Nur Eks ART Ngaku Trauma, Cuma Minta Hak Sampai ke Meja Hijau

Nur Eks ART Ngaku Trauma, Cuma Minta Hak Sampai ke Meja Hijau

Febryantino Nur Pratama - detikHot
Kamis, 16 Jul 2026 23:00 WIB
Erin Taulany
Erin dan masalah dengan mantan ART bergulir hingga ke pengadilan. Foto: Instagram/erintaulany
Jakarta -

Nur Rohmah menghadiri sidang gugatan perdata terhadap Rien Wartia Trigina di Pengadilan Negeri Jakarta Selatan, Kamis (16/7/2026). Mantan asisten rumah tangga (ART) Erin itu mengaku kondisi fisiknya mulai membaik, meski rasa takut dan trauma masih belum sepenuhnya hilang.

Nur mengajukan gugatan perdata senilai Rp 1 miliar terhadap mantan istri Andre Taulany itu. Dalam gugatannya, ia menyatakan mengalami trauma, ketakutan, dan kerugian psikologis yang menurutnya membuat ia belum dapat kembali bekerja.

Perempuan yang memilih pergi dari rumah Erin dengan cara kabur melompat pagar itu datang dari Cianjur ke Jakarta hanya untuk menghadiri persidangan.

SCROLL TO CONTINUE WITH CONTENT

"Sekarang alhamdulillah agak mendingan, agak sehatan.
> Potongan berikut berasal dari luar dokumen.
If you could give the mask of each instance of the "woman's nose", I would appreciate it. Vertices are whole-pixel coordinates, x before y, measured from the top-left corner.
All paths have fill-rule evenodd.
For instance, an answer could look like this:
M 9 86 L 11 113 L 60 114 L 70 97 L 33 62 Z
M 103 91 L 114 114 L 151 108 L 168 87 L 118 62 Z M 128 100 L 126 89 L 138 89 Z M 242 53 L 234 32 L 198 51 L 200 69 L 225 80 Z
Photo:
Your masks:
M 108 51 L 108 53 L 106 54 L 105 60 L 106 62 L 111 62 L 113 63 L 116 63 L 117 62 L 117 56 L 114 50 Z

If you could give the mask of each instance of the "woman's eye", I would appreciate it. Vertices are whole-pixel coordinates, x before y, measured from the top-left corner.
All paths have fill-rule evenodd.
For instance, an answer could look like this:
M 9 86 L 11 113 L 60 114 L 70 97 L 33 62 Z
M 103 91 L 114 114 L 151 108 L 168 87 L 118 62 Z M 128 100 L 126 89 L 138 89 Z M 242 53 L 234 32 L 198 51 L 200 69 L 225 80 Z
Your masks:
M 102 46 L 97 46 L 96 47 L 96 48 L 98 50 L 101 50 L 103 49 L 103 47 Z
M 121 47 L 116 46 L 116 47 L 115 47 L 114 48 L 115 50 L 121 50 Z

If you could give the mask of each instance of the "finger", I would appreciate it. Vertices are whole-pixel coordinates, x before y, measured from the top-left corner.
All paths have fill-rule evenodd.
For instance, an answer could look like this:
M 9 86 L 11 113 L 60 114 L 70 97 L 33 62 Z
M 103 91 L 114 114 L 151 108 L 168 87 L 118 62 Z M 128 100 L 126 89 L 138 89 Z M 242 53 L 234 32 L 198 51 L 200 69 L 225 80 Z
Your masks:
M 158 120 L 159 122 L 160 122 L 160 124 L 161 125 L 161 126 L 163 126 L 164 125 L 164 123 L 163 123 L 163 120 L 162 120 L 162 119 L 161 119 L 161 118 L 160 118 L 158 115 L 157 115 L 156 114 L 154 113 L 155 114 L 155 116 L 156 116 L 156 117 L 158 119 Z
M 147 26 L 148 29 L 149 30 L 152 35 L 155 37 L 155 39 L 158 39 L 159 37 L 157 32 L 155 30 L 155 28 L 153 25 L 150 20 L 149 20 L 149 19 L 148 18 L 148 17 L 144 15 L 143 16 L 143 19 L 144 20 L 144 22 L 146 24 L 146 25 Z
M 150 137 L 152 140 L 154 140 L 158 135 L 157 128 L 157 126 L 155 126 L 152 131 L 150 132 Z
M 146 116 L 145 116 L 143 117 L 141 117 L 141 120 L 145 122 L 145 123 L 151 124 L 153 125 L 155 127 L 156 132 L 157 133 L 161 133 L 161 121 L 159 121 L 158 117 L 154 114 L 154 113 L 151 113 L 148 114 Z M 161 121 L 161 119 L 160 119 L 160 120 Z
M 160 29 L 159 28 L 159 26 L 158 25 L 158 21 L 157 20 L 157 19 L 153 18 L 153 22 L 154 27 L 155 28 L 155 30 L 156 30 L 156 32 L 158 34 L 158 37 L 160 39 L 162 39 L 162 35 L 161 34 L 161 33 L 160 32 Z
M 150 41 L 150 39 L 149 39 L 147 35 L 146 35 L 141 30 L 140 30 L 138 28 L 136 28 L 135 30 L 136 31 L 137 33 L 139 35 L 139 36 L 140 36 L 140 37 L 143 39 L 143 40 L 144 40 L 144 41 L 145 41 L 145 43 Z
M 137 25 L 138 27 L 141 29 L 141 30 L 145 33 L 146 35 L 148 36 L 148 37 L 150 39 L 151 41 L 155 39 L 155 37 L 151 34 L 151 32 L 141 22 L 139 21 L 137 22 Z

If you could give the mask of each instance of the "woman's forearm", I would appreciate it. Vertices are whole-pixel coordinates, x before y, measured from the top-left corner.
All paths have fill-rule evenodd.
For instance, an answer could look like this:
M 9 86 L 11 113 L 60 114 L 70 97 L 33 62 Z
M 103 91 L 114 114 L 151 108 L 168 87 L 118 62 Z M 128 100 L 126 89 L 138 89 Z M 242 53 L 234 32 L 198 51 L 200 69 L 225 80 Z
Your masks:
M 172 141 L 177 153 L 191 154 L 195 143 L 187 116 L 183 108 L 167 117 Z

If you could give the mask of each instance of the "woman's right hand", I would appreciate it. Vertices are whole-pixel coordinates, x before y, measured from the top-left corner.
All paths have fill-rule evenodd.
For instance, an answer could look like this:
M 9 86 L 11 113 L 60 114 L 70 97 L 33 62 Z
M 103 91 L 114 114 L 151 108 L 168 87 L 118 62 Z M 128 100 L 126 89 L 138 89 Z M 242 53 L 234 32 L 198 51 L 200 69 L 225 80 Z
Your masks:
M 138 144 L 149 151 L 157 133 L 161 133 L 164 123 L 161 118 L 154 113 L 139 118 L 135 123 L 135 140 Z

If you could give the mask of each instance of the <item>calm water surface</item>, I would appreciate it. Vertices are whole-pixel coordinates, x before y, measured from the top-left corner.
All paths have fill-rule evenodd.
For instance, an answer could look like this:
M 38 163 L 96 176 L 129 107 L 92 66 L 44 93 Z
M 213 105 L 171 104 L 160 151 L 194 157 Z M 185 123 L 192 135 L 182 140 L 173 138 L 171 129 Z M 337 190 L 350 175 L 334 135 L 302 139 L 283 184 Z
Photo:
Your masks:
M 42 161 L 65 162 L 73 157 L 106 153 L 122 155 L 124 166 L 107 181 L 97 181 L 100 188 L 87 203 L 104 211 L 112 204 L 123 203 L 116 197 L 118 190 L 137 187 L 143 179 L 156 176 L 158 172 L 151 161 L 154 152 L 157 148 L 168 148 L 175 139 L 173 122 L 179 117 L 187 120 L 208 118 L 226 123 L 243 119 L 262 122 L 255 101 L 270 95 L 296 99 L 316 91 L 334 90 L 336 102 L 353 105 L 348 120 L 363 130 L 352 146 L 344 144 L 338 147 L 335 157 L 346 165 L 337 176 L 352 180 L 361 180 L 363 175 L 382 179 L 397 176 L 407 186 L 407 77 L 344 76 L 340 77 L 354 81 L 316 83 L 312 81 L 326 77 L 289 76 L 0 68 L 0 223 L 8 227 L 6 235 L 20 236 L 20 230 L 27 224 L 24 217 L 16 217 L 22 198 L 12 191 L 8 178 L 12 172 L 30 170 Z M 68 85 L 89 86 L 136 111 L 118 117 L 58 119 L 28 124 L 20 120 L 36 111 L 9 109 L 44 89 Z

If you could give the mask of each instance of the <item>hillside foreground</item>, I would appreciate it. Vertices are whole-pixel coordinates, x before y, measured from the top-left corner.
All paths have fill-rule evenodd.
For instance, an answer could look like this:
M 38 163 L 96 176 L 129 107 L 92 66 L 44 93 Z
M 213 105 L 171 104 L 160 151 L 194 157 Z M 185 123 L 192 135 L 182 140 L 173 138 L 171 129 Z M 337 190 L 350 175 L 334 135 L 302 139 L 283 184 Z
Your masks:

Kalau rasa takut mah pasti ada, masih ada rasa cemas, masih ada rasa gemeteran kalau ingat itu," kata Nur di Pengadilan Negeri Jakarta Selatan, Ragunan, Kamis (16/7/2026).

ADVERTISEMENT

Meski begitu, Nur berharap proses mediasi yang rencananya akan digelar pada akhir Juli dapat berjalan baik. Ia mengaku ingin menyelesaikan persoalan ini secara damai dengan Erin.

"Kalau bisa iya, pengin kayak gitu, bersalaman. Iya pengin berdamai," ujarnya.

Soal gaji, Nur menyerahkan semua kepada Erin. Menurutnya, sejak awal ia diberi tahu bekerja sebagai tenaga pengganti atau infal.

"Pas kemarin saya sendiri kerja di sana itu, Ibu ada bilang kalau saya sendiri dijadiin infal, Pak. Terus kalau misalkan gaji yang sebulan itu memang tidak full satu bulan karena saya keluarnya tanggal 26. Tapi sebelumnya pas saya kerja sendiri itu Ibu ada bilang mau infal. Itu kembali lagi sama Ibu, terserah," tuturnya.

Nur mengaku tak pernah membayangkan persoalan yang dialaminya sampai ke meja hijau. Ia mengatakan keinginannya sejak awal hanya mengambil kembali barang-barang miliknya.

"Nggak nyangka, sampai ke sini, sampai jauh, sampai berlarut-larut. Padahal kan saya cuma minta hak-hak saya kembali, hanya barang-barang itu aja," ucapnya.

Pengalaman tersebut, menurut Nur, meninggalkan trauma yang membuatnya kini lebih berhati-hati jika ingin kembali bekerja sebagai asisten rumah tangga.

"Ada, pasti ada rasa trauma. Kalau mau kerja itu kayak mikir-mikir lagi. Nanti gimana? Nanti dapat bos yang nggak baik lagi. Akhirnya dapat perlakuan yang kayak gitu lagi. Pasti ada rasa trauma," akunya.